If you just want to concatenate two PDF files without any reprocessing of its content, pdftk
is for you. (On Mac OS X this should be available via MacPorts or Fink, for Linux, there are native packages for all major distributions; for Windows, look here.) Try this:
pdftk title.pdf content.pdf cat output book.pdf
This will prepend the title.pdf to the content.pdf and write the result into book.pdf.
pdftk
is a "dumb", but very fast way to concatenate two (or more) PDF files. "Dumb" in so far, as pdftk
does not in any way interpret the PDF data stream, it just makes sure that the internal object numbers are re-reshuffled as needed and appear in the PDF xref
structure (which basically is a sort of PDF ToC for objects).
Ghostscript:
If you want to use Ghostscript, the basic command to concatenate the same two files would be:
gs \
-o book.pdf \
-sDEVICE=pdfwrite \
title.pdf \
content.pdf
However, as you experienced, this simple command line may mess up your image quality. The reason is that Ghostscript is not 'dump' when it processes PDFs: it completely interpretes them when reading in, and creates a completely new file when writing out the result. For creating the result, it will automatically be using default settings for a lot of details in the overall processing. These defaults will apply for all cases where its invocations had not instructed Ghostscript otherwise.

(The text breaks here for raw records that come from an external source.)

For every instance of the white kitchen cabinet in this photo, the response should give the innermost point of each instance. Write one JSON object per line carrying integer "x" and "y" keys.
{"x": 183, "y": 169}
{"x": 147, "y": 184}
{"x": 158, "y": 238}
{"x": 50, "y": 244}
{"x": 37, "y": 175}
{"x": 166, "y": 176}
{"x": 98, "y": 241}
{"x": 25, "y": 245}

So Ghostscript's method to create the new book.pdf is much more "intelligent" (but also much slower) than pdftk
's method. (This is also the reason why Ghostscript in many cases is able to --within limits-- "repair" b0rken PDF files, or to embed fonts into the output PDFs which are not embedded in input PDFs, or to remove duplicate images, replacing them by mere references, etc. -- and overall created smaller, better optimized files from bloated input PDFs...)
The solution is to not let Ghostscript use its defaults: by adding more custom parameters to the command line.

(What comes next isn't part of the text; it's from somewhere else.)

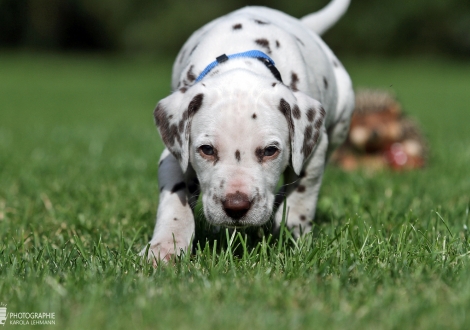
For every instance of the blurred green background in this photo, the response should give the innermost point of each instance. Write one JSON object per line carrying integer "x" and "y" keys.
{"x": 377, "y": 27}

What does it mean "Ghostscript 'interprets' its PDF input"?
All of the file and its contents (objects, streams, fonts, images,...) are read in, checked and held in its own internal representation, before spitting out the resulting PDF with its PDF objects again. However, when 'spitting out', Ghostscript will apply all of its internal default settings for the hundreds of parameters [*] which there are available.

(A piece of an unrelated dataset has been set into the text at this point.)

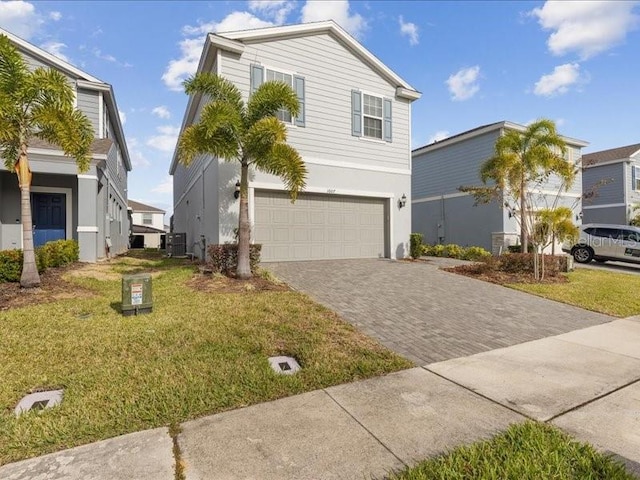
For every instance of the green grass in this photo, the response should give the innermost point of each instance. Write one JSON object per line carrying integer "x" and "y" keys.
{"x": 196, "y": 354}
{"x": 526, "y": 451}
{"x": 611, "y": 293}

Unfortunately, this causes your "reprocessing" of images according to these default settings -- which can only be avoided or overridden by adding your own (desired) commandline parameters.
Your image problems could be caused by Ghostscript's need (due to licensing issues) to re-encode JPEG2000 images to JPEG encoding. If you want to avoid this, add the following to your commandline:
-dAutoFilterColorImages=false \
-dAutoFilterGrayImages=false \
-dColorImageFilter=/FlateEncode \
-dGrayImageFilter=/FlateEncode \
Other image-related commandline options to consider for including are:
-dColorConversionStrategy=/LeaveColorUnchanged \
-dDownsampleMonoImages=false \
-dDownsampleGrayImages=false \
-dDownsampleColorImages=false \
So the complete Ghostscript commandline that could make you happy should read:
gs \
-o book.pdf \
-sDEVICE=pdfwrite \
-dColorConversionStrategy=/LeaveColorUnchanged \
-dDownsampleMonoImages=false \
-dDownsampleGrayImages=false \
-dDownsampleColorImages=false \
-dAutoFilterColorImages=false \
-dAutoFilterGrayImages=false \
-dColorImageFilter=/FlateEncode \
-dGrayImageFilter=/FlateEncode \
title.pdf \
content.pdf
You could also tell Ghostscript NOT to compress images at all in the output PDF, by using this commandline:
gs \
-o book.pdf \
-sDEVICE=pdfwrite \
-dColorConversionStrategy=/LeaveColorUnchanged \
-dEncodeColorImages=false \
-dEncodeGrayImages=false \
-dEncodeMonoImages=false \
title.pdf \
content.pdf
.
[*]:
If you are interested to learn about a complete list of default settings which Ghostscript's pdfwrite device is using, run the following command. It returns you the full list:
gs \
-sDEVICE=pdfwrite \
-o /dev/null \
-c "currentpagedevice { exch ==only ( ) print == } forall"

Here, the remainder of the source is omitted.